We’ve talked about how to do a free SQL Server health check, and then how to drill deeper with performance check.
After these two, management usually steps back and asks, “Wait a minute – how’d we get into this mess? And long term, strategically, what should we do next?”
And usually, we’re in a hot mess because we’ve underprovisioned hardware capabilities relative to our query performance goals, not to mention our backup/recovery goals. Our databases grew larger and our maintenance window got smaller, and now if we get into trouble, we can’t restore our databases fast enough.
Step 1: Fill out the HA/DR RPO/RTO worksheet.
In our free First Responder Kit, open up the file “Worksheet – High Availability and Disaster Recovery Planning.pdf.”
Fill out the “Current State” columns based on your HA/DR setup, your backup schedules, and your restore speeds.

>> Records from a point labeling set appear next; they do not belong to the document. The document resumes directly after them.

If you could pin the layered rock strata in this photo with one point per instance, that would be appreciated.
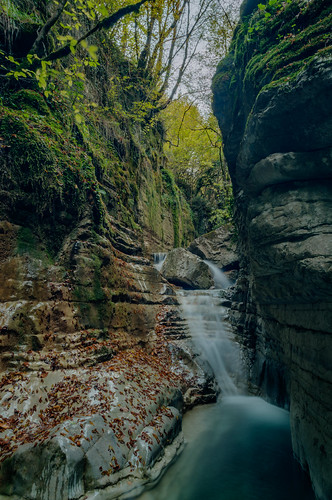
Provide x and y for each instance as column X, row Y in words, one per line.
column 185, row 269
column 272, row 96
column 96, row 368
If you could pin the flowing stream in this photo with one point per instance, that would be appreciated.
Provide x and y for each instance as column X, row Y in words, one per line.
column 240, row 447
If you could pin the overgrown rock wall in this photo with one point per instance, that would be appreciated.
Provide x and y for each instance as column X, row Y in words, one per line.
column 94, row 365
column 272, row 97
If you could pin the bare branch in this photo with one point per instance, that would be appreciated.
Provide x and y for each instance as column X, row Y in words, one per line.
column 106, row 24
column 37, row 45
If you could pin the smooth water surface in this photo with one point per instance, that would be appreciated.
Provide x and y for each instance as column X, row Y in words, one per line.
column 239, row 449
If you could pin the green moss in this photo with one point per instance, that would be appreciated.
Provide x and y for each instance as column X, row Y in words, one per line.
column 29, row 100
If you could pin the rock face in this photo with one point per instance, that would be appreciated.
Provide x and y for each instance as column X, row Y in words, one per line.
column 218, row 247
column 96, row 366
column 186, row 269
column 272, row 96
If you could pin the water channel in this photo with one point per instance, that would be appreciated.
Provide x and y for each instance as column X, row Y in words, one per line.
column 240, row 447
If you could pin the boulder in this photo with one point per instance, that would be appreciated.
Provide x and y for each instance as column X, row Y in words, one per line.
column 276, row 120
column 185, row 269
column 218, row 247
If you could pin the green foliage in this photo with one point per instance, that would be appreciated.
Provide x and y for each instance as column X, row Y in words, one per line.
column 277, row 42
column 195, row 157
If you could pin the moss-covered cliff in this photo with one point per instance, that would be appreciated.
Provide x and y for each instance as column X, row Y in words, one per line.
column 272, row 97
column 86, row 322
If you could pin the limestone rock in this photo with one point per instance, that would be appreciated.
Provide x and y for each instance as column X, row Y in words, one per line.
column 187, row 270
column 218, row 246
column 275, row 113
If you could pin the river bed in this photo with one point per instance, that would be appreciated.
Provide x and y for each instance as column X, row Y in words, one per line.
column 237, row 449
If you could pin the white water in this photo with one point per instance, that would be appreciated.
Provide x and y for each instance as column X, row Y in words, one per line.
column 204, row 315
column 239, row 448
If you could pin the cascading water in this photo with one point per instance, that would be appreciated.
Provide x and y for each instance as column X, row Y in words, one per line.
column 239, row 448
column 204, row 315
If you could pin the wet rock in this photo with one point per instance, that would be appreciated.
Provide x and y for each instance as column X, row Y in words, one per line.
column 184, row 269
column 218, row 247
column 277, row 131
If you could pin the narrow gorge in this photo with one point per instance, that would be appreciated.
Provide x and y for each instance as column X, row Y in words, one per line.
column 110, row 292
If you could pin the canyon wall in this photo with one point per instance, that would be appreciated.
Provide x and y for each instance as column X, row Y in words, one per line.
column 95, row 367
column 273, row 100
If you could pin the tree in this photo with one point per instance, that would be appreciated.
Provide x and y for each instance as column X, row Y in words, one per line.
column 194, row 149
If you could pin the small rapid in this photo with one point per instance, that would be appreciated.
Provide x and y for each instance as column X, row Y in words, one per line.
column 204, row 314
column 240, row 447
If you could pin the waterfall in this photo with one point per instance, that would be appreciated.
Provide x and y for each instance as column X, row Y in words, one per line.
column 204, row 314
column 158, row 259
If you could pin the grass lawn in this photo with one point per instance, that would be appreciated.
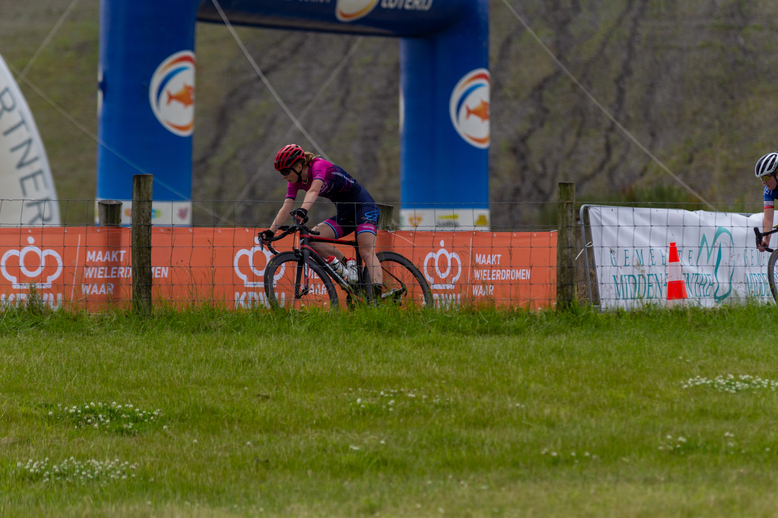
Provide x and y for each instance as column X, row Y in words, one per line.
column 387, row 413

If you haven’t tested restores or failovers in the last 6-12 months, put “UNKNOWN” across the appropriate areas.
Make sure to read the details carefully (c’mon, it’s a short page) to understand each of the failure modes. For example, folks often tell me, “We have high availability built in because we use VMware or Hyper-V.” No, those are not high availability – they’re just availability. Read those failure modes, and you’ll notice that if some of them occur, it doesn’t matter which host your VM boots up on – it’s still down for the count.
This stuff really does happen. For real-life examples, check out the post 9 Ways to Lose Data.
Step 2: Hand it to your stakeholders & management.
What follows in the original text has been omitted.